Cavenger’s first, completely absurd, impulse was to berate Emilio, to scold and blame him for not following orders precisely. The harpoon team pushed by him, heading for the railing. The rest of the crew ran for the stern. In these last, futile seconds, Cavenger had no one left to order, no one to command. He was standing alone when the Rogue’s head snapped toward him. The mouth opened and the huge vise of teeth slowly closed on Cavenger’s head. In a paroxysm of death, the creature jerked back his neck, lifting Cavenger into the burning sun of a tremendous explosion.
Sarah screamed and threw up her hands to cover her face as a second, greater blast swallowed The Revelation in an immense ball of fire. As the storm of smoke and flames rose up into the sky, Loch went to Sarah and put his arm around her.
“I’m sorry,” Loch said gently. “I’m very sorry.”

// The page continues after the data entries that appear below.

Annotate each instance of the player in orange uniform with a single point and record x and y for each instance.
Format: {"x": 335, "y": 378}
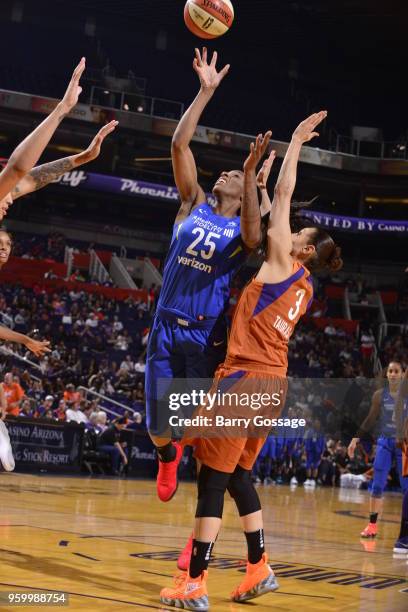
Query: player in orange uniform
{"x": 401, "y": 545}
{"x": 268, "y": 310}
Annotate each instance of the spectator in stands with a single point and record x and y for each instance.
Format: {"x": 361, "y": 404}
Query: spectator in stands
{"x": 330, "y": 330}
{"x": 45, "y": 406}
{"x": 60, "y": 412}
{"x": 101, "y": 420}
{"x": 14, "y": 394}
{"x": 74, "y": 413}
{"x": 117, "y": 325}
{"x": 92, "y": 320}
{"x": 139, "y": 392}
{"x": 367, "y": 343}
{"x": 26, "y": 409}
{"x": 109, "y": 442}
{"x": 70, "y": 395}
{"x": 127, "y": 364}
{"x": 140, "y": 365}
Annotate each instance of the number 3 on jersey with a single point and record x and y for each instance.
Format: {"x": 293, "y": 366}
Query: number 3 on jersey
{"x": 207, "y": 242}
{"x": 293, "y": 312}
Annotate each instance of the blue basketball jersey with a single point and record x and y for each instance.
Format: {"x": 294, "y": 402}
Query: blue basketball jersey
{"x": 206, "y": 251}
{"x": 387, "y": 424}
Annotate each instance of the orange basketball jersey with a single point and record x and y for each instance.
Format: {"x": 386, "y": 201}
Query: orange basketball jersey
{"x": 264, "y": 320}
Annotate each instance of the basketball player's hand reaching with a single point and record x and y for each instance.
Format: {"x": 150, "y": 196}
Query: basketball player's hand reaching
{"x": 256, "y": 153}
{"x": 38, "y": 347}
{"x": 263, "y": 174}
{"x": 71, "y": 96}
{"x": 306, "y": 130}
{"x": 207, "y": 72}
{"x": 94, "y": 149}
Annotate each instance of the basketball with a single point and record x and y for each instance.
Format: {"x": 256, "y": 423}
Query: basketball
{"x": 208, "y": 18}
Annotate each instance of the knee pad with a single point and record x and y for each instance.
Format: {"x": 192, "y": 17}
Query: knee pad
{"x": 243, "y": 492}
{"x": 377, "y": 491}
{"x": 212, "y": 485}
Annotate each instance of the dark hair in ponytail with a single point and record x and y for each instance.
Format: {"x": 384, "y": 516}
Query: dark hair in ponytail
{"x": 297, "y": 222}
{"x": 3, "y": 229}
{"x": 327, "y": 255}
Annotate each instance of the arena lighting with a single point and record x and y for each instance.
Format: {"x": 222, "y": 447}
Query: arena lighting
{"x": 66, "y": 149}
{"x": 376, "y": 200}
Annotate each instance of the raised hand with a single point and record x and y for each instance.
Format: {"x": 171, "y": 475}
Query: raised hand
{"x": 257, "y": 151}
{"x": 263, "y": 174}
{"x": 306, "y": 130}
{"x": 71, "y": 95}
{"x": 207, "y": 72}
{"x": 352, "y": 448}
{"x": 94, "y": 148}
{"x": 38, "y": 347}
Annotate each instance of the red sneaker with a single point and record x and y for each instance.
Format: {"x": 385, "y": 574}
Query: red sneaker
{"x": 187, "y": 593}
{"x": 167, "y": 481}
{"x": 259, "y": 579}
{"x": 370, "y": 531}
{"x": 183, "y": 562}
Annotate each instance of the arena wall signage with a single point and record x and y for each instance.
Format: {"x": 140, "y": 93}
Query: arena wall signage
{"x": 131, "y": 187}
{"x": 209, "y": 136}
{"x": 50, "y": 446}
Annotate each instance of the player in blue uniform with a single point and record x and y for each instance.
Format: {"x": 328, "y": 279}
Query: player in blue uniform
{"x": 209, "y": 244}
{"x": 382, "y": 416}
{"x": 401, "y": 545}
{"x": 315, "y": 444}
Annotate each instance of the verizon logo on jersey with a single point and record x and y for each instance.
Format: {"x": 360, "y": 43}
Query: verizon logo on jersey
{"x": 194, "y": 263}
{"x": 283, "y": 327}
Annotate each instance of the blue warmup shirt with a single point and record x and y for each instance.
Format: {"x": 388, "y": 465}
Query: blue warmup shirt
{"x": 206, "y": 251}
{"x": 386, "y": 427}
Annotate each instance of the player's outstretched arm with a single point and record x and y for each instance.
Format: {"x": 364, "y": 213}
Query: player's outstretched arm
{"x": 285, "y": 186}
{"x": 400, "y": 420}
{"x": 38, "y": 347}
{"x": 26, "y": 155}
{"x": 184, "y": 166}
{"x": 262, "y": 182}
{"x": 250, "y": 211}
{"x": 42, "y": 175}
{"x": 369, "y": 422}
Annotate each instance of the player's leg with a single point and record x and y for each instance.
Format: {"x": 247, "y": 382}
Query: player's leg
{"x": 382, "y": 466}
{"x": 259, "y": 577}
{"x": 191, "y": 591}
{"x": 401, "y": 545}
{"x": 310, "y": 457}
{"x": 162, "y": 363}
{"x": 6, "y": 453}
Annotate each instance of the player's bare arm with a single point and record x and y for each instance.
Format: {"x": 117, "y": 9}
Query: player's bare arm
{"x": 402, "y": 426}
{"x": 262, "y": 183}
{"x": 184, "y": 165}
{"x": 368, "y": 423}
{"x": 42, "y": 175}
{"x": 38, "y": 347}
{"x": 250, "y": 211}
{"x": 26, "y": 155}
{"x": 278, "y": 264}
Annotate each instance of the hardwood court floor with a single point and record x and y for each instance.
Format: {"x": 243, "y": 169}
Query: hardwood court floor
{"x": 112, "y": 546}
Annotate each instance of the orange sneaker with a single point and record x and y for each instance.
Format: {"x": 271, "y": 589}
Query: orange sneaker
{"x": 259, "y": 579}
{"x": 183, "y": 562}
{"x": 370, "y": 531}
{"x": 167, "y": 481}
{"x": 188, "y": 593}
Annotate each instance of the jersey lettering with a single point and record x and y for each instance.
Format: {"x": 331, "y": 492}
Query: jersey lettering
{"x": 293, "y": 313}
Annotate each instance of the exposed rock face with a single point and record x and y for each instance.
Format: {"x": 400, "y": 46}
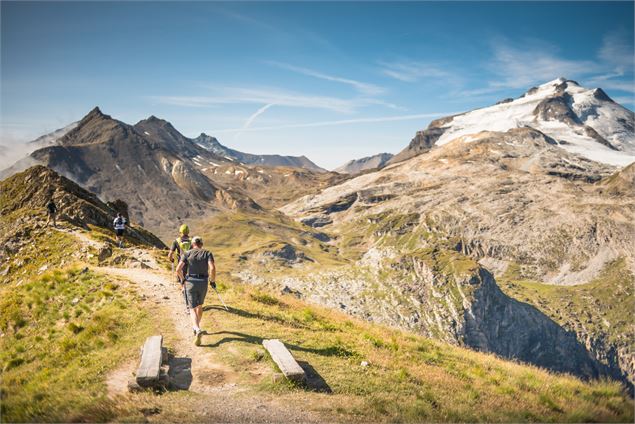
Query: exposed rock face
{"x": 167, "y": 178}
{"x": 150, "y": 166}
{"x": 581, "y": 120}
{"x": 426, "y": 293}
{"x": 364, "y": 164}
{"x": 423, "y": 140}
{"x": 212, "y": 144}
{"x": 496, "y": 323}
{"x": 30, "y": 190}
{"x": 512, "y": 197}
{"x": 514, "y": 201}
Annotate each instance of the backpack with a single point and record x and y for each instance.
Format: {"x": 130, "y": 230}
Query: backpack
{"x": 184, "y": 245}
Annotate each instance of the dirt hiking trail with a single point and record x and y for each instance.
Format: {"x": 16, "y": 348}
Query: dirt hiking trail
{"x": 207, "y": 390}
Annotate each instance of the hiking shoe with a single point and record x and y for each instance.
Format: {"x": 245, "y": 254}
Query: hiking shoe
{"x": 197, "y": 337}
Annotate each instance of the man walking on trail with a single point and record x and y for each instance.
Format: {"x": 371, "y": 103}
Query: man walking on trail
{"x": 51, "y": 208}
{"x": 120, "y": 226}
{"x": 200, "y": 269}
{"x": 179, "y": 246}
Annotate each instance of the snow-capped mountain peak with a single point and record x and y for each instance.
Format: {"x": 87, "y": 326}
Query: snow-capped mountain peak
{"x": 583, "y": 121}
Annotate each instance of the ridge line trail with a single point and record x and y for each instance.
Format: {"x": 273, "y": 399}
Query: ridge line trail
{"x": 218, "y": 393}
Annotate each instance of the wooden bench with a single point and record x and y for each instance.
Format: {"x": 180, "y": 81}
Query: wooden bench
{"x": 285, "y": 361}
{"x": 150, "y": 373}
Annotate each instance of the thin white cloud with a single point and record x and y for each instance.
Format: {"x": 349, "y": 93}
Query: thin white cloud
{"x": 242, "y": 95}
{"x": 337, "y": 122}
{"x": 253, "y": 117}
{"x": 362, "y": 87}
{"x": 259, "y": 112}
{"x": 525, "y": 65}
{"x": 617, "y": 52}
{"x": 414, "y": 71}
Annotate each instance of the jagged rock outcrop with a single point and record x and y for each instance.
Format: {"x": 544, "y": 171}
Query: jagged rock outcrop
{"x": 30, "y": 191}
{"x": 213, "y": 145}
{"x": 364, "y": 164}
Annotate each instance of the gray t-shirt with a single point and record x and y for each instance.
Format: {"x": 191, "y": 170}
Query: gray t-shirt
{"x": 196, "y": 261}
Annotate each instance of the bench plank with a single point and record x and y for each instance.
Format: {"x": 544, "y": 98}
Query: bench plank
{"x": 285, "y": 361}
{"x": 150, "y": 366}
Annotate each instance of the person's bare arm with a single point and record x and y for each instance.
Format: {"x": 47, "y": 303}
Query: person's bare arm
{"x": 212, "y": 267}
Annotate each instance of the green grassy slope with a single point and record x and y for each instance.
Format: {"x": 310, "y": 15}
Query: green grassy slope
{"x": 410, "y": 378}
{"x": 62, "y": 332}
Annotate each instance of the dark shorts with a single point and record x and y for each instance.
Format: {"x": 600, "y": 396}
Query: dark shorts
{"x": 195, "y": 291}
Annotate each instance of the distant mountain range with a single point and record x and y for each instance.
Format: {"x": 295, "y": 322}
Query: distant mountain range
{"x": 583, "y": 121}
{"x": 356, "y": 166}
{"x": 164, "y": 176}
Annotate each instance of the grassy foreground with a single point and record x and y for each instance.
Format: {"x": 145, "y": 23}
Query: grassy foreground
{"x": 61, "y": 333}
{"x": 410, "y": 378}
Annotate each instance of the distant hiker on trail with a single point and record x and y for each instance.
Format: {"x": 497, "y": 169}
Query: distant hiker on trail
{"x": 52, "y": 211}
{"x": 200, "y": 269}
{"x": 120, "y": 226}
{"x": 179, "y": 246}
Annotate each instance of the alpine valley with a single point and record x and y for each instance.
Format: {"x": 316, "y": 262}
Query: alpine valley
{"x": 506, "y": 230}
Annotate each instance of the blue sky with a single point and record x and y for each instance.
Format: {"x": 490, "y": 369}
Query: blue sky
{"x": 332, "y": 81}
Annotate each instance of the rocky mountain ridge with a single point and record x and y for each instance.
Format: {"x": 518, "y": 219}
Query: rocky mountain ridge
{"x": 356, "y": 166}
{"x": 164, "y": 176}
{"x": 580, "y": 120}
{"x": 212, "y": 144}
{"x": 514, "y": 203}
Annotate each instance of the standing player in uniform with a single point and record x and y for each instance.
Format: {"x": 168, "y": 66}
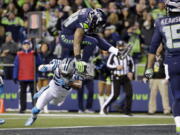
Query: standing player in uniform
{"x": 167, "y": 31}
{"x": 78, "y": 33}
{"x": 59, "y": 87}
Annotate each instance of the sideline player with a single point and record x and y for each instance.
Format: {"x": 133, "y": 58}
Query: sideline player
{"x": 78, "y": 32}
{"x": 2, "y": 121}
{"x": 167, "y": 30}
{"x": 59, "y": 87}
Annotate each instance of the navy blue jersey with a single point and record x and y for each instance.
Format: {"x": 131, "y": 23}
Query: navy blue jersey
{"x": 167, "y": 31}
{"x": 79, "y": 19}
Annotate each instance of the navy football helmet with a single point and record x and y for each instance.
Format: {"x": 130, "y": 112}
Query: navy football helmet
{"x": 173, "y": 5}
{"x": 98, "y": 19}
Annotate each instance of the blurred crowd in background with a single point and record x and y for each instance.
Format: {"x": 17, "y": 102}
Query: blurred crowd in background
{"x": 129, "y": 20}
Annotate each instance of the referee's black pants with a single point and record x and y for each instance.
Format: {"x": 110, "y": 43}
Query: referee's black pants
{"x": 117, "y": 82}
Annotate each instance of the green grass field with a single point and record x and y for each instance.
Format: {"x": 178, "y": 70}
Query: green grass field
{"x": 70, "y": 120}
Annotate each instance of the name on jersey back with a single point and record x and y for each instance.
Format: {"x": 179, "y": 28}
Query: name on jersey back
{"x": 165, "y": 21}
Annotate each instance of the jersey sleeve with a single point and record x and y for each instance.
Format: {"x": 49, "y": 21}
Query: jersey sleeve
{"x": 84, "y": 21}
{"x": 156, "y": 38}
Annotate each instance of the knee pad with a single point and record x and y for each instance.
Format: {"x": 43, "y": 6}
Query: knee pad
{"x": 35, "y": 110}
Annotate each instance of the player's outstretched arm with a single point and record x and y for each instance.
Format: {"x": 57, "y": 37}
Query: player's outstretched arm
{"x": 49, "y": 67}
{"x": 78, "y": 36}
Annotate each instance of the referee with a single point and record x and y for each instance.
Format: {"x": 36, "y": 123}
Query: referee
{"x": 122, "y": 67}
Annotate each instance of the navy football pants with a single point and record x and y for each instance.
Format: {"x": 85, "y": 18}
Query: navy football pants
{"x": 88, "y": 45}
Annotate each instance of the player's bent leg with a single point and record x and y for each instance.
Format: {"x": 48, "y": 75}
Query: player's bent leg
{"x": 43, "y": 100}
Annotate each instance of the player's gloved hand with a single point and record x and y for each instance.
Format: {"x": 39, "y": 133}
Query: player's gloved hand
{"x": 80, "y": 66}
{"x": 149, "y": 73}
{"x": 42, "y": 68}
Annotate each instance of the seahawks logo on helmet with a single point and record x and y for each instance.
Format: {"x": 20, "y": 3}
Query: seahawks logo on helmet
{"x": 98, "y": 20}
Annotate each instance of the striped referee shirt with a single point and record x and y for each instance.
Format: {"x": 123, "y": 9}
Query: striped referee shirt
{"x": 127, "y": 63}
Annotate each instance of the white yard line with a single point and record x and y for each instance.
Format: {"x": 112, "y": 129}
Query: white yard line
{"x": 73, "y": 127}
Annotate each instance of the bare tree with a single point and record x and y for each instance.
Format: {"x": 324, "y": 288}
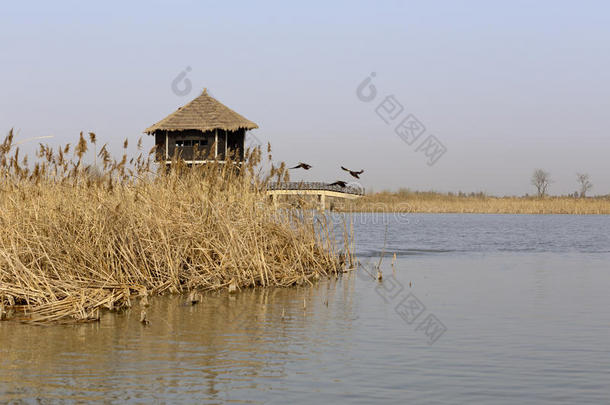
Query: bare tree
{"x": 541, "y": 180}
{"x": 585, "y": 184}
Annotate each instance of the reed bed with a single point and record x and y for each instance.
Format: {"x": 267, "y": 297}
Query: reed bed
{"x": 430, "y": 202}
{"x": 77, "y": 240}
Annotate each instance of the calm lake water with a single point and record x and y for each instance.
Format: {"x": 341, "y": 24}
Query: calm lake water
{"x": 494, "y": 309}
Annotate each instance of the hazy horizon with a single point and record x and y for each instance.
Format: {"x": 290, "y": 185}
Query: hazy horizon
{"x": 506, "y": 88}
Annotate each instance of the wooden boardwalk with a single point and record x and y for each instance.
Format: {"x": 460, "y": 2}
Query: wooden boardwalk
{"x": 318, "y": 189}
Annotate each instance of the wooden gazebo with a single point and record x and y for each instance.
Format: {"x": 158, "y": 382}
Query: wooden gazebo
{"x": 203, "y": 129}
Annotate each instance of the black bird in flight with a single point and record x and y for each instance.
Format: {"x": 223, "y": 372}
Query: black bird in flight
{"x": 302, "y": 165}
{"x": 353, "y": 172}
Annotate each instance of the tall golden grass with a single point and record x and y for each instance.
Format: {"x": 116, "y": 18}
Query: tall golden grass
{"x": 431, "y": 202}
{"x": 76, "y": 240}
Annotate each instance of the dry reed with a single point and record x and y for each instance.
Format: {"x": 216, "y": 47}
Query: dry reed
{"x": 430, "y": 202}
{"x": 77, "y": 239}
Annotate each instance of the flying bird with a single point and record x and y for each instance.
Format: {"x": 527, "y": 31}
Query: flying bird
{"x": 302, "y": 165}
{"x": 353, "y": 172}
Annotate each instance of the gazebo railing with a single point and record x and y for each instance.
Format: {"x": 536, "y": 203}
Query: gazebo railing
{"x": 350, "y": 188}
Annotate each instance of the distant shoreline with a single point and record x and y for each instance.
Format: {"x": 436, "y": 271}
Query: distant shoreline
{"x": 429, "y": 202}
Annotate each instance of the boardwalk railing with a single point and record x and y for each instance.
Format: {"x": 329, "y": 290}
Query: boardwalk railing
{"x": 351, "y": 188}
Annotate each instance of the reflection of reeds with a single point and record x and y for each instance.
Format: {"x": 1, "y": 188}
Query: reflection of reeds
{"x": 76, "y": 238}
{"x": 430, "y": 202}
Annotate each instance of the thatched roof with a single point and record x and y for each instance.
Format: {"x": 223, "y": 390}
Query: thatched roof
{"x": 204, "y": 113}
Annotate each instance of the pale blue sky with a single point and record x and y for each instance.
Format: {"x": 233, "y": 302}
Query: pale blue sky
{"x": 505, "y": 87}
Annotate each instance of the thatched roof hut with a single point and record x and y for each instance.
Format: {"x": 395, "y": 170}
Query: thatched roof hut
{"x": 193, "y": 130}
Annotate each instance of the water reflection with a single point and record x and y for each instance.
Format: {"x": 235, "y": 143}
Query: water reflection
{"x": 523, "y": 326}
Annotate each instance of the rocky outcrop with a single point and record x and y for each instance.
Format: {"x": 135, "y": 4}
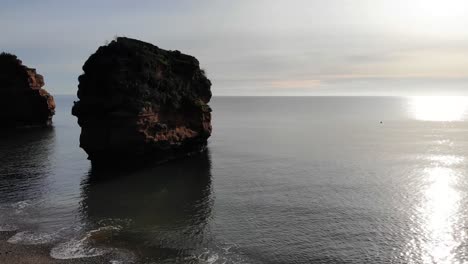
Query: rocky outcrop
{"x": 23, "y": 102}
{"x": 142, "y": 103}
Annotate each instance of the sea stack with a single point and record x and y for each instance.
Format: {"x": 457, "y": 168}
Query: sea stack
{"x": 139, "y": 103}
{"x": 23, "y": 102}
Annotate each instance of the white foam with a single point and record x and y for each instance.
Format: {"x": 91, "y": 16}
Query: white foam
{"x": 76, "y": 248}
{"x": 8, "y": 228}
{"x": 81, "y": 248}
{"x": 32, "y": 238}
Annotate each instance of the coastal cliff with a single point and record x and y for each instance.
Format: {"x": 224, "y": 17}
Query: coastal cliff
{"x": 23, "y": 102}
{"x": 138, "y": 102}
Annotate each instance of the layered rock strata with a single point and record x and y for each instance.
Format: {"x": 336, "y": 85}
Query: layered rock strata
{"x": 138, "y": 102}
{"x": 23, "y": 102}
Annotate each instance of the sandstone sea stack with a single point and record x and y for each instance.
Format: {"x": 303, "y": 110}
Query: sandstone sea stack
{"x": 23, "y": 102}
{"x": 138, "y": 102}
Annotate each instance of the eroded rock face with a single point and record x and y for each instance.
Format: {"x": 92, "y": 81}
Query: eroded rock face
{"x": 141, "y": 103}
{"x": 23, "y": 102}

The fireball turned into streaks of black and raining embers as the remnants of the hull began to slide beneath the surface of the lake. When Sarah lowered her hands from her eyes, her entire body shuddered and she burst into tears. “He was my father … my father,” she cried. “I know he didn’t always do the right thing-he needed so much to prove to everyone he was right. …”
“I guess being right isn’t enough,” Loch said, looking up to the desolate ridge. “I don’t think it was enough for any of us.”
Zaidee rushed to Sarah, flung her arms around her, and began to cry too.
CLICK CLICK …
They heard the sounds, and saw Wee Beastie’s head peer over the stern at them. He looked at them for only a moment, then swam slowly down to the herd.
Lake Alban was silent. A few of the crew from The Revelation had survived the great, ripping blast and had managed to swim to the PT. The crews of the fleet stood quietly on their decks, all guns pointed toward the skiff with the beasts beneath it.
Loch was the first to hear the sounds from below. “They’re making their music,” he said.
“Why?” Sarah asked.
The water around the skiff began to stir, then churn. It moved in increasingly greater swirls and turmoil until the heads and bodies of the beasts began to rise all about them. The beasts surfaced in a great circle, their heads and necks lifting high above the boat.
Loch, Sarah, and Zaidee stood together, looking up at the leviathans. The sound they made now was like that of a thousand cellos, a series of low, haunting notes that slid upward into an increasingly profound and complicated harmony. The music of the plesiosaurs was penetrating, vibrating the air in a way that could be felt on the skin and in the heart. Their singing transcended words and even thoughts, as Loch felt a warmth start in his brain, then move down his spine and flood his entire body. He knew from the look in Zaidee’s and Sarah’s eyes that they were feeling it, too.
To a man, the men with guns lowered their weapons as the sounds swept over them.
Loch didn’t know how he knew, but suddenly he was certain his father was on the ridge. He looked to the cement control bunker. Zaidee’s eyes followed his. They saw Dr. Sam looking down at them.